MSAD-Net: Multiscale and Spatial Attention-based Dense Network for Lung Cancer Classification

TL;DR

The paper tackles automatic lung cancer classification from CT images, addressing class imbalance and the need for accurate CAD agents. It introduces MSAD-Net, a lightweight CNN with multiscale dense blocks and a novel Spatial Attention Module that captures global spatial features via dilated and depthwise convolutions. Empirical results show MSAD-Net outperforms recent CNNs and Vision Transformers on two CT datasets, achieving up to 98.6% accuracy on a challenging 4-class task with roughly 1.1 million parameters, and 100% accuracy on a 3-class task, supported by Grad-CAM explainability and robust 5-fold cross-validation. The work demonstrates strong generalization and potential for real-time CAD assistance in radiology, with future work extending to histopathology for earlier detection.

Abstract

Lung cancer, a severe form of malignant tumor that originates in the tissues of the lungs, can be fatal if not detected in its early stages. It ranks among the top causes of cancer-related mortality worldwide. Detecting lung cancer manually using chest X-Ray image or Computational Tomography (CT) scans image poses significant challenges for radiologists. Hence, there is a need for automatic diagnosis system of lung cancers from radiology images. With the recent emergence of deep learning, particularly through Convolutional Neural Networks (CNNs), the automated detection of lung cancer has become a much simpler task. Nevertheless, numerous researchers have addressed that the performance of conventional CNNs may be hindered due to class imbalance issue, which is prevalent in medical images. In this research work, we have proposed a novel CNN architecture ``Multi-Scale Dense Network (MSD-Net)'' (trained-from-scratch). The novelties we bring in the proposed model are (I) We introduce novel dense modules in the 4th block and 5th block of the CNN model. We have leveraged 3 depthwise separable convolutional (DWSC) layers, and one 1x1 convolutional layer in each dense module, in order to reduce complexity of the model considerably. (II) Additionally, we have incorporated one skip connection from 3rd block to 5th block and one parallel branch connection from 4th block to Global Average Pooling (GAP) layer. We have utilized dilated convolutional layer (with dilation rate=2) in the last parallel branch in order to extract multi-scale features.

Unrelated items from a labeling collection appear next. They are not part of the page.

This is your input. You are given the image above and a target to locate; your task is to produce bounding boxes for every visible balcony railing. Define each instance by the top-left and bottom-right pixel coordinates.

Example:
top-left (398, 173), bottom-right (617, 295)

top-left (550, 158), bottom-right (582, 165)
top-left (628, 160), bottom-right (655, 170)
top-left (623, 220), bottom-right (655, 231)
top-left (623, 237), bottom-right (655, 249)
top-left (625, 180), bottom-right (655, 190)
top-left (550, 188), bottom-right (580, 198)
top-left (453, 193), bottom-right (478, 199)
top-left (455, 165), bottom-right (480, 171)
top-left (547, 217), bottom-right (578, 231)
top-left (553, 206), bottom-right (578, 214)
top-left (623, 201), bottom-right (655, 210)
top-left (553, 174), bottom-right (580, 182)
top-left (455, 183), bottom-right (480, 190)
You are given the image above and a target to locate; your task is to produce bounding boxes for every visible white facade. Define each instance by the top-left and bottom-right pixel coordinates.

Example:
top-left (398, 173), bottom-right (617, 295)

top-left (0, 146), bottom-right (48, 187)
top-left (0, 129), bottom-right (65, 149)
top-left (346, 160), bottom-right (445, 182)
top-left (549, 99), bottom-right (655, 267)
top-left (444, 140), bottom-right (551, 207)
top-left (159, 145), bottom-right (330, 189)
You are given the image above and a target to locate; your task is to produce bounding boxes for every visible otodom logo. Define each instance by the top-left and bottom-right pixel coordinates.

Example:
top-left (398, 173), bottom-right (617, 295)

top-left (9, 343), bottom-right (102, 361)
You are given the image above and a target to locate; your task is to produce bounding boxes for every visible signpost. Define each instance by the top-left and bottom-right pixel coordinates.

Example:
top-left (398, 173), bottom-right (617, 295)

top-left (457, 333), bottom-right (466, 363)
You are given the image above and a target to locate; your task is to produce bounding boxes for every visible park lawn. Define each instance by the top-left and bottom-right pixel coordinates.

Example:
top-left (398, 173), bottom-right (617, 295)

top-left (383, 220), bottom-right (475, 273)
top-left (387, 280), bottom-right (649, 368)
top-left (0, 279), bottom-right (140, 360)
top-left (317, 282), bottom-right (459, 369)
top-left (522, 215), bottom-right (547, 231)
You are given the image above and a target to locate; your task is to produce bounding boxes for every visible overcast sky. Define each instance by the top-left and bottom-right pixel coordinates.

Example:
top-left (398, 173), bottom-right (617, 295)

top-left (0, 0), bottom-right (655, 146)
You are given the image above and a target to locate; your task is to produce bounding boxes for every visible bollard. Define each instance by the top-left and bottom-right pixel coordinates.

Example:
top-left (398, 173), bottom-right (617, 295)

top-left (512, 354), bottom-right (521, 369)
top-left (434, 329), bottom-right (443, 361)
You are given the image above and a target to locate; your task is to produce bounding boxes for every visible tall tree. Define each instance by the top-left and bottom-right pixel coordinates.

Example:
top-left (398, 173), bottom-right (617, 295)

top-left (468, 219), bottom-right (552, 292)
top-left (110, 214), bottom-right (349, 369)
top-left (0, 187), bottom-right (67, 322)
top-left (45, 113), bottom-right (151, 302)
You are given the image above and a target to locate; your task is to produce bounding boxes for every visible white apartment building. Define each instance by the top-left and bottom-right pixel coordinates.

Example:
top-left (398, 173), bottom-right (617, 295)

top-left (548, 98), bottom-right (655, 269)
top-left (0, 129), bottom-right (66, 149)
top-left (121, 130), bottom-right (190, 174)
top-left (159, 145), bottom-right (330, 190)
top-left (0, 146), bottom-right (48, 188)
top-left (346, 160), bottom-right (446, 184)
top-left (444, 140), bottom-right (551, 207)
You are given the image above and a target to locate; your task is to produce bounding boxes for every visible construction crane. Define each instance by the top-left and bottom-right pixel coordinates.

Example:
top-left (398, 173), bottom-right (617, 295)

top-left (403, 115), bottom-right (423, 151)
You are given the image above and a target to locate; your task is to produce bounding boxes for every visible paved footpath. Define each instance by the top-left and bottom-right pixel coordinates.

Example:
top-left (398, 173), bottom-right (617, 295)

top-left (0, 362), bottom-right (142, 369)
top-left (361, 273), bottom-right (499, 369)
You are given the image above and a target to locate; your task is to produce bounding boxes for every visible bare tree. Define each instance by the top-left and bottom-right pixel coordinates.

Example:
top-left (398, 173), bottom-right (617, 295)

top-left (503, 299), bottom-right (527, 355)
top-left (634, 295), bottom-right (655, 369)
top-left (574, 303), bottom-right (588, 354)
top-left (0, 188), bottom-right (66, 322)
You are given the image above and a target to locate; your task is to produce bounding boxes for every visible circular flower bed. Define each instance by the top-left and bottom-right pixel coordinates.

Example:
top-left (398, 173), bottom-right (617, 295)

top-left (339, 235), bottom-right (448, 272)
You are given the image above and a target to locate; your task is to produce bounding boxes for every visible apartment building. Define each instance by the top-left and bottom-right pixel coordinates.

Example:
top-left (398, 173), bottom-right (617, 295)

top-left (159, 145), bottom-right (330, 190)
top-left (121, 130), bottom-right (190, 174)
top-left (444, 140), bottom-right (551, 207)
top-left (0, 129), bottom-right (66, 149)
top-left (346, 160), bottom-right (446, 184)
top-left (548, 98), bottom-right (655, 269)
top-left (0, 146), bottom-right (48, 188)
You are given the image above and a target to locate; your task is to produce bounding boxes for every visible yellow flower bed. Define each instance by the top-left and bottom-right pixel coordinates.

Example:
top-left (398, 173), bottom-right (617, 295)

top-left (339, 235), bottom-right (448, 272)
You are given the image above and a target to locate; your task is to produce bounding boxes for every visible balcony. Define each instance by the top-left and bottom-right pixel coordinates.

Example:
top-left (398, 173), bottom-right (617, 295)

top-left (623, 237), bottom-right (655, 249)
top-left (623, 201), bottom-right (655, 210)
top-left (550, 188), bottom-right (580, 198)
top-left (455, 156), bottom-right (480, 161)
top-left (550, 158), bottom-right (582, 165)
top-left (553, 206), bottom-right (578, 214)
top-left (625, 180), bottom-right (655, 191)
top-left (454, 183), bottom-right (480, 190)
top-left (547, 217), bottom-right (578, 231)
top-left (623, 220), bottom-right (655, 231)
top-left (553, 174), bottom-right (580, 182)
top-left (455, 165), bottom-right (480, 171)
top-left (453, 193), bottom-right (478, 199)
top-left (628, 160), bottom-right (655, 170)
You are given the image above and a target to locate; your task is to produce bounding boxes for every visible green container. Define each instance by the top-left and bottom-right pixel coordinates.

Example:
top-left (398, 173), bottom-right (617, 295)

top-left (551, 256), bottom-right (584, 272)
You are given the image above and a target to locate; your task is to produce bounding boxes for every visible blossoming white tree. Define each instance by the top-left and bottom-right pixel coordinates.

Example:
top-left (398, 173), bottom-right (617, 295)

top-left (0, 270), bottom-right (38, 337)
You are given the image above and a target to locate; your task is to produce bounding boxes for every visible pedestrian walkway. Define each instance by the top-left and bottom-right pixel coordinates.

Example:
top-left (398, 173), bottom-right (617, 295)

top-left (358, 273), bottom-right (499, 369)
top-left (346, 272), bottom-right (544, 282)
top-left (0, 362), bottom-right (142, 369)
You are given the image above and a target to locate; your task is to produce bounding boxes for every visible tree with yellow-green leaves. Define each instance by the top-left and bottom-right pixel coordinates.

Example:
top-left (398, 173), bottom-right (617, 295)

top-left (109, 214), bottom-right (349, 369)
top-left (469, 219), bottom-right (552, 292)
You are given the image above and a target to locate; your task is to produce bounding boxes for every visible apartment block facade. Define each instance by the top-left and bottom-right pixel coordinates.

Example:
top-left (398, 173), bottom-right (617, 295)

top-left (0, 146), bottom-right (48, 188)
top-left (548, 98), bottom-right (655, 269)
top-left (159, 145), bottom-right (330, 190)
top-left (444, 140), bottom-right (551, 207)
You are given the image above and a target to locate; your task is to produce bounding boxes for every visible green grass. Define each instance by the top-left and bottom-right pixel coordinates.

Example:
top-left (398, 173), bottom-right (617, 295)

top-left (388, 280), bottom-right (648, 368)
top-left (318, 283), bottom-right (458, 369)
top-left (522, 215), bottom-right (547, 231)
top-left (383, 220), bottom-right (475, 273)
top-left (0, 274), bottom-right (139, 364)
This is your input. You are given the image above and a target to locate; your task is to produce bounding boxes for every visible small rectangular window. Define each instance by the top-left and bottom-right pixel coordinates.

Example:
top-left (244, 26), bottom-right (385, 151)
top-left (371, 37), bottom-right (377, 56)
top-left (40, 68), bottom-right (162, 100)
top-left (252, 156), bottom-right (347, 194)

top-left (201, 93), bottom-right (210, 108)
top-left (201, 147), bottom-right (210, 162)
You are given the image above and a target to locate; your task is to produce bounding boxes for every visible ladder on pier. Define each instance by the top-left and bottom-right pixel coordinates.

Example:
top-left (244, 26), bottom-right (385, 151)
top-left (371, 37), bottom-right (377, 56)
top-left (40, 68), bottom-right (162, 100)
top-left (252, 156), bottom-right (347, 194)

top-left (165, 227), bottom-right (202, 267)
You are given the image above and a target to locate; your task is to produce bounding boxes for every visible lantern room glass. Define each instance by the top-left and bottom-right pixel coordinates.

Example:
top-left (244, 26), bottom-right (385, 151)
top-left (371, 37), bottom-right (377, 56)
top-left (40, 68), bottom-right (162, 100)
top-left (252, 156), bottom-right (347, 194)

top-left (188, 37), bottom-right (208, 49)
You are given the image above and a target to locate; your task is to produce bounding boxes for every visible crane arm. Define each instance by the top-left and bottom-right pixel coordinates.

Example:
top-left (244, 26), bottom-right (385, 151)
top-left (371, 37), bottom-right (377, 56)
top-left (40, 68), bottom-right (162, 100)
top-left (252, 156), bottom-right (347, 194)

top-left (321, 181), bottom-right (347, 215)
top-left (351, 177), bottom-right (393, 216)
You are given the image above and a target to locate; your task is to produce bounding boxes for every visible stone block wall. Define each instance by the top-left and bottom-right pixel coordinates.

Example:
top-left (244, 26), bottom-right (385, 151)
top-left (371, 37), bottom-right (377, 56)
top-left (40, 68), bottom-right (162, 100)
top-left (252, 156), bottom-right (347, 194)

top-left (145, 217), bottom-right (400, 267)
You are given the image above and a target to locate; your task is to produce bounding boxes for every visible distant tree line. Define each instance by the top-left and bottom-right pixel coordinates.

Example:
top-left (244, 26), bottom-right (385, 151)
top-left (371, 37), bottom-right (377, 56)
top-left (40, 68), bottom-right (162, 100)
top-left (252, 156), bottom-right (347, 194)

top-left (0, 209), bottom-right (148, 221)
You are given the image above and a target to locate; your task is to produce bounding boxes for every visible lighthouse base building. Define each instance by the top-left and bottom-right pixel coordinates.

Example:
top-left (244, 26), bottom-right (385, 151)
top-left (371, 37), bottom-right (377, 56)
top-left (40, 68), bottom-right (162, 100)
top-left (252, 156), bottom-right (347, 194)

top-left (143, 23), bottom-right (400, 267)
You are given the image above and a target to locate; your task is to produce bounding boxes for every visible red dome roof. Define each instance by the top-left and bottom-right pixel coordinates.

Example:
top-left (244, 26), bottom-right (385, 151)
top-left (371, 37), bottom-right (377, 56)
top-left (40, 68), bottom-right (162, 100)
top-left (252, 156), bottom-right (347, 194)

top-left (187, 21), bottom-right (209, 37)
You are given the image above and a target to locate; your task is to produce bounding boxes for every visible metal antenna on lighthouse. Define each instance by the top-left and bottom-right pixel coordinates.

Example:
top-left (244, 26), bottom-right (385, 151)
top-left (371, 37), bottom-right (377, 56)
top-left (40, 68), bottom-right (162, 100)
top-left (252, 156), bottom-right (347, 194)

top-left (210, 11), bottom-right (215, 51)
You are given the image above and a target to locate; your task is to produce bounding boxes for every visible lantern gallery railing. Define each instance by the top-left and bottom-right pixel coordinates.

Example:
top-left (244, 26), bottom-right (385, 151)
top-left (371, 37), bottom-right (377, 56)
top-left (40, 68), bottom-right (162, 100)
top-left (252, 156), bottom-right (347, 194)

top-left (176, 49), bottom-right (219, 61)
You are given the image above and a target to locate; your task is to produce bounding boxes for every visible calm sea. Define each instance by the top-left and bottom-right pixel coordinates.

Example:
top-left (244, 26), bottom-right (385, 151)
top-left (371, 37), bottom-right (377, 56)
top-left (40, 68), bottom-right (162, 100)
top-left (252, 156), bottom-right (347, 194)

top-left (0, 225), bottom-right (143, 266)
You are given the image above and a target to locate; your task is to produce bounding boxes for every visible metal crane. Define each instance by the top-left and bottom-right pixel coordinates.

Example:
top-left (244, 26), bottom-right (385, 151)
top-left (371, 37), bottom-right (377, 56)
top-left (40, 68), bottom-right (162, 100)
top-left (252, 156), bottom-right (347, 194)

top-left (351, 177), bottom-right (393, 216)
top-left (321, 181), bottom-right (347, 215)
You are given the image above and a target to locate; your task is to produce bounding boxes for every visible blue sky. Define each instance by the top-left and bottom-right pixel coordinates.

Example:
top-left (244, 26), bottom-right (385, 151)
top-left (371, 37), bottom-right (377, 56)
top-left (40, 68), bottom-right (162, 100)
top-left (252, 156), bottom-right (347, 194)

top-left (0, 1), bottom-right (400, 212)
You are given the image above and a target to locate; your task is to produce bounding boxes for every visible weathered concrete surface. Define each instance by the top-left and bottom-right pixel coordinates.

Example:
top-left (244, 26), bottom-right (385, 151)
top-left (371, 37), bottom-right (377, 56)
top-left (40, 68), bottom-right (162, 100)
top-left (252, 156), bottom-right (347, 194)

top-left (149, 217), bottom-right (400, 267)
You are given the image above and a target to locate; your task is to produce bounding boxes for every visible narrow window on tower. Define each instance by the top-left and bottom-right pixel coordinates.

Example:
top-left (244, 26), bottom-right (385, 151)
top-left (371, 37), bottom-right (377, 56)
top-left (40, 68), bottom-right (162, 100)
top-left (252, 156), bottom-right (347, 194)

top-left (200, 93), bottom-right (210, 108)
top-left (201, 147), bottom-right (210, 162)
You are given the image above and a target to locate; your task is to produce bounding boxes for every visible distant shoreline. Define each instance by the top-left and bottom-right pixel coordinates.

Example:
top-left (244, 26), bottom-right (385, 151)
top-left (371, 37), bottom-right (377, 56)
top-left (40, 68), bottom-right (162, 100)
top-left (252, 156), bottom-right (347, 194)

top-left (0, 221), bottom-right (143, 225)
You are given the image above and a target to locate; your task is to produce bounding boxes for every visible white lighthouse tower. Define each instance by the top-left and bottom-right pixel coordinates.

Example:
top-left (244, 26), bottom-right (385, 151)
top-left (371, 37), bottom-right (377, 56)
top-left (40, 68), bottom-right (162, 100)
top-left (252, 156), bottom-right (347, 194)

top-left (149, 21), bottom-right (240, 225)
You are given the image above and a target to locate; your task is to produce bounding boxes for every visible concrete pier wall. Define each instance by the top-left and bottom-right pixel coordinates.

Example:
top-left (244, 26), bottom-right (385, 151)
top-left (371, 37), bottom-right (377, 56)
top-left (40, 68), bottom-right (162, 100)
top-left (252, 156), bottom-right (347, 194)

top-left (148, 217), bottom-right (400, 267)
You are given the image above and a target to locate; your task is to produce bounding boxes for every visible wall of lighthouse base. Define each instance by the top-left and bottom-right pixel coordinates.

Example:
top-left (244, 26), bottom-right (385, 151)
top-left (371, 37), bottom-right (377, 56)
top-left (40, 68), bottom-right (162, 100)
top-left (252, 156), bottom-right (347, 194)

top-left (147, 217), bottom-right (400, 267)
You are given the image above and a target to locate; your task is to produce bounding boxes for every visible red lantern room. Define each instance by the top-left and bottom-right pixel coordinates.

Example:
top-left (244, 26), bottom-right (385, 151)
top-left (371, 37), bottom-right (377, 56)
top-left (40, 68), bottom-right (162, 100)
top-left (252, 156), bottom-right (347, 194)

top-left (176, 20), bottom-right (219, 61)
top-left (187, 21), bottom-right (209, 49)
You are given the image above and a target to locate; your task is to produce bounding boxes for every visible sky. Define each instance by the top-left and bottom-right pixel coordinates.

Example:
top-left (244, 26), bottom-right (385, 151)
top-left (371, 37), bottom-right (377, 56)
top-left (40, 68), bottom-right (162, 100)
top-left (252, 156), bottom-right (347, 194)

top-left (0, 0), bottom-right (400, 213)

Extensive experiments reveal that our proposed model has outperformed latest CNN model ConvNext-Tiny, recent trend Vision Transformer (ViT), Pooling-based ViT (PiT), and other existing models by significant margins.

Figures (5)

• Figure 1: Entire Block Diagram of the proposed MSAD-Net (zooming is preferable)
• Figure 2: Entire Split of Convolutional layers inside Dense block 1: (a) Circumstance 1 reflects if we employ two conv layers back to back in Dense Block 1, (b) Circumstance 2 reflects when 1$\times$1 conv layer is inserted in between two conv layers in Dense Block 1
• Figure 3: Left Hand Side (LHS) image represents the conventional spatial attention module (SAM), connected parallel to the base model. RHS image represents the proposed SAM where dilated convolutional layer (3$\times$3), and DWSC (5$\times$5) are incorporated.
• Figure 4: Graph comparison of proposed model with the recent trend models on 4-class CT dataset. From left to right: graph of (I) Validation accuracy vs epochs, (II) Validation loss vs epochs, (III) Validation accuracy vs epochs (ablation studies). For better visualization, zooming is preferable.
• Figure 5: Validity checking of MSAD-Net by Explainable AI: First clumn images represent Original Lung cancer CT images, $2^{nd}$ column represents Gradcam heat map by the proposed MSAD-Net model without SAM, (c) $3^{rd}$ column represents Gradcam heat map by the proposed MSAD-Net model with SAM.